Questions: Harmonic Progression Patterns in Tonal Music

5 questions to test your understanding

Score: 0 / 5
Question 1 Multiple Choice

A student analyzing a blues song says 'the I7 chord is wrong — a dominant seventh must resolve to the chord a fourth above.' How should a music theorist respond?

AThe student is correct — I7 in any context must resolve upward by a fourth
BIn blues, I7 functions as a stylistic color rather than a functional dominant — genre convention overrides common-practice resolution expectations
CThe student is wrong because dominant seventh chords never need to resolve
DBlues uses a different note than standard I7, which is why it sounds stable
Question 2 Multiple Choice

What distinguishes the I–V–vi–IV pop progression from the ii–V–I jazz/classical progression in terms of harmonic motion?

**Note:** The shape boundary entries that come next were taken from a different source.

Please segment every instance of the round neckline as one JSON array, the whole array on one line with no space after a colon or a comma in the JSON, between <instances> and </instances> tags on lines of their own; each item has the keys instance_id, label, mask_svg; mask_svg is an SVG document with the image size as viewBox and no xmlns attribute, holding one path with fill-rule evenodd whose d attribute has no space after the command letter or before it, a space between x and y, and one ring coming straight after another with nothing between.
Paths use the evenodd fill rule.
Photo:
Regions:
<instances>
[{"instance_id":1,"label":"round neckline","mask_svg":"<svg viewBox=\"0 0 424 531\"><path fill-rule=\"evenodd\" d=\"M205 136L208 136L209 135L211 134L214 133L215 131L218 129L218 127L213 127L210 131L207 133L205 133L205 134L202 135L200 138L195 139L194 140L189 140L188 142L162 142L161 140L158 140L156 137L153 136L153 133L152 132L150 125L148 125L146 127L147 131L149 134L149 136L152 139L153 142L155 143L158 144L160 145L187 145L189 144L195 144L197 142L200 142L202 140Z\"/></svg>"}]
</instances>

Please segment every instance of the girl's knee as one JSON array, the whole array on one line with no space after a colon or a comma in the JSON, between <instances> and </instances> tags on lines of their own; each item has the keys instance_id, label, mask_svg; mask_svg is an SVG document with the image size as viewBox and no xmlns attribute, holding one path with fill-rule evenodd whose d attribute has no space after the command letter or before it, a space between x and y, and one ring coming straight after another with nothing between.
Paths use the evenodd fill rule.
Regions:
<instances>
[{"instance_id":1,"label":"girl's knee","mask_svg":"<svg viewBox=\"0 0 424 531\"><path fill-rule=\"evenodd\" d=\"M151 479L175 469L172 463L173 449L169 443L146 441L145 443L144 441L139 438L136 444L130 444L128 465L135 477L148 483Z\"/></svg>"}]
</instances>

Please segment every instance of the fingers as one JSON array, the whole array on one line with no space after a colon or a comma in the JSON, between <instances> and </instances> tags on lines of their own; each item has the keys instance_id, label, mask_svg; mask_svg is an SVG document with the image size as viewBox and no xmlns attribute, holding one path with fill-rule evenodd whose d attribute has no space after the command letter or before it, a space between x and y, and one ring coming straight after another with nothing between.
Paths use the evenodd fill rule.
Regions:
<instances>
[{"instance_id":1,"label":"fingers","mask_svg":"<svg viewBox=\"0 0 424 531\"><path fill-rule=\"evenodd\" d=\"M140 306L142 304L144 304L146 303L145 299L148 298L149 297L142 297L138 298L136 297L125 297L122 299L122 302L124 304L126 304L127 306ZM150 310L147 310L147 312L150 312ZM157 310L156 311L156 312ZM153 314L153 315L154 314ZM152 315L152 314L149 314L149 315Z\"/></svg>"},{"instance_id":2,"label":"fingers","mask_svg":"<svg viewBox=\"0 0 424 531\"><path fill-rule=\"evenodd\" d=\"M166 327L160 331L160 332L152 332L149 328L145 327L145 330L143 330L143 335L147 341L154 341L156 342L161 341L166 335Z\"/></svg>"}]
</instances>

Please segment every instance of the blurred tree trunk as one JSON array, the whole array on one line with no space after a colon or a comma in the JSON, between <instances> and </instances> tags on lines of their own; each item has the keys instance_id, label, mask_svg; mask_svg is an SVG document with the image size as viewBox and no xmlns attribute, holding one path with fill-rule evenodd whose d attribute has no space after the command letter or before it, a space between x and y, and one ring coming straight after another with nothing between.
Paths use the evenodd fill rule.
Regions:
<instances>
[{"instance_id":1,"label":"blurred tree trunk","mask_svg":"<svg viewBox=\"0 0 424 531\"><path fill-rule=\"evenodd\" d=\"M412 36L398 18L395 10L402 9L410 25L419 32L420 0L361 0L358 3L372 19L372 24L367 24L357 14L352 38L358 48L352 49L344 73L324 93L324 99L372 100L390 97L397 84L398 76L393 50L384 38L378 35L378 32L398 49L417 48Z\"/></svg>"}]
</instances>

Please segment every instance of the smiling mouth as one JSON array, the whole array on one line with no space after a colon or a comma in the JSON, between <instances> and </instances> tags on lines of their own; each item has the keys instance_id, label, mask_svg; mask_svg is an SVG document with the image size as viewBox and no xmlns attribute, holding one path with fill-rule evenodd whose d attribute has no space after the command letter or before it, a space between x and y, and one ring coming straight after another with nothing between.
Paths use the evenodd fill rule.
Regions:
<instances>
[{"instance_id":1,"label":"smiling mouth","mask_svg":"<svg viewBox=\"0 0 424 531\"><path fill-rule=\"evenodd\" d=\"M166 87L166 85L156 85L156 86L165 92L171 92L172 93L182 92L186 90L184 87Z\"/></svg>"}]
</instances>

AThe pop progression resolves more definitively to the tonic; the ii–V–I is perpetually unresolved
BThe pop progression cycles through all functional zones without delivering a full authentic cadence; ii–V–I drives to a definitive tonic resolution
CThe pop progression uses minor chords, which always sound unresolved; ii–V–I uses only major chords
DThere is no real functional difference — both progressions serve identical harmonic purposes
Question 3 True / False

In tonal harmony, a deceptive cadence occurs when V resolves to vi instead of I. This substitution works because vi and I share no common tones.

TTrue
FFalse
Question 4 True / False

Harmonic progression patterns like ii–V–I retain their functional identity when transposed to a different key.

TTrue
FFalse
Question 5 Short Answer

Why does a deceptive cadence (V–vi) feel surprising, and what does this tell us about how harmonic progressions work?

Think about your answer, then reveal below.